Alert rule: TopoLVMVolumeGroupNearFull
Please consider opening a PR to improve this runbook if you gain new information about causes of the alert, or how to debug or resolve the alert. Click "Edit this Page" in the top right corner to create a PR directly on GitHub. |
Overview
This alert fires when the utilization of a TopoLVM volume group is higher than 95% of its capacity. To resolve this alert, unused pv should be deleted or the volume group size must be increased.

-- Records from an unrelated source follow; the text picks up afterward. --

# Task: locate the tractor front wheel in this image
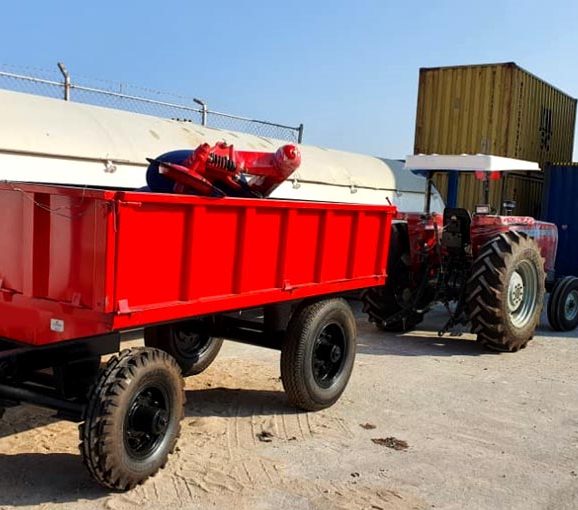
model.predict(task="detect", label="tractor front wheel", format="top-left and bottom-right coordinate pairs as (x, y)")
top-left (466, 231), bottom-right (546, 352)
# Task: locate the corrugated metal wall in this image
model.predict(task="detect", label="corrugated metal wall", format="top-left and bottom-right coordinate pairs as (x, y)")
top-left (434, 174), bottom-right (543, 217)
top-left (542, 163), bottom-right (578, 276)
top-left (414, 63), bottom-right (576, 214)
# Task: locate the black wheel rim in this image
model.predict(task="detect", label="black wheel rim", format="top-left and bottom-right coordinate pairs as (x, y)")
top-left (173, 328), bottom-right (211, 360)
top-left (313, 323), bottom-right (347, 388)
top-left (124, 384), bottom-right (171, 460)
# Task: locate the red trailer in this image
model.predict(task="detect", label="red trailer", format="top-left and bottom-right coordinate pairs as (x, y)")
top-left (0, 183), bottom-right (395, 489)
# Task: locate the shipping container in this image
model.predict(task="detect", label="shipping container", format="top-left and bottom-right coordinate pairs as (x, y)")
top-left (446, 173), bottom-right (543, 218)
top-left (542, 163), bottom-right (578, 276)
top-left (414, 62), bottom-right (576, 214)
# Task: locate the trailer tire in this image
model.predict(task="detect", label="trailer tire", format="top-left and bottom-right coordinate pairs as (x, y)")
top-left (281, 299), bottom-right (357, 411)
top-left (466, 231), bottom-right (546, 352)
top-left (79, 347), bottom-right (185, 491)
top-left (144, 321), bottom-right (223, 377)
top-left (548, 276), bottom-right (578, 331)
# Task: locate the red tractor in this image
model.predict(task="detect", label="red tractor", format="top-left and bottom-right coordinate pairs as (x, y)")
top-left (363, 155), bottom-right (564, 352)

Otherwise, investigate if this node has logical volumes not associated with a persistent volume.
Steps for debugging
Check for lingering volumes
Check if there are logicalvolumes
that aren’t associated with a persistentvolume
.
$ diff -y <(k get logicalvolumes -o jsonpath='{range .items[*]}{.metadata.name}{"\n"}') <(k get pv -o jsonpath='{range .items[*]}{.metadata.name}{"\n"}')
> local-pv-14024b59 (1)
> local-pv-23eec265 (1)
> local-pv-9ae3e5a (1)
pvc-379faad7-edf7-4cbd-81e0-08d0f2207c36 pvc-379faad7-edf7-4cbd-81e0-08d0f2207c36
pvc-3a4e6c1b-b2c3-4cbe-a2a9-e6418ad8bcef pvc-3a4e6c1b-b2c3-4cbe-a2a9-e6418ad8bcef
pvc-3fc91fd8-aeff-4adb-8135-327302dbc777 pvc-3fc91fd8-aeff-4adb-8135-327302dbc777
> pvc-05089699-18eb-4959-83ee-f35bd9f2d7e2 (2)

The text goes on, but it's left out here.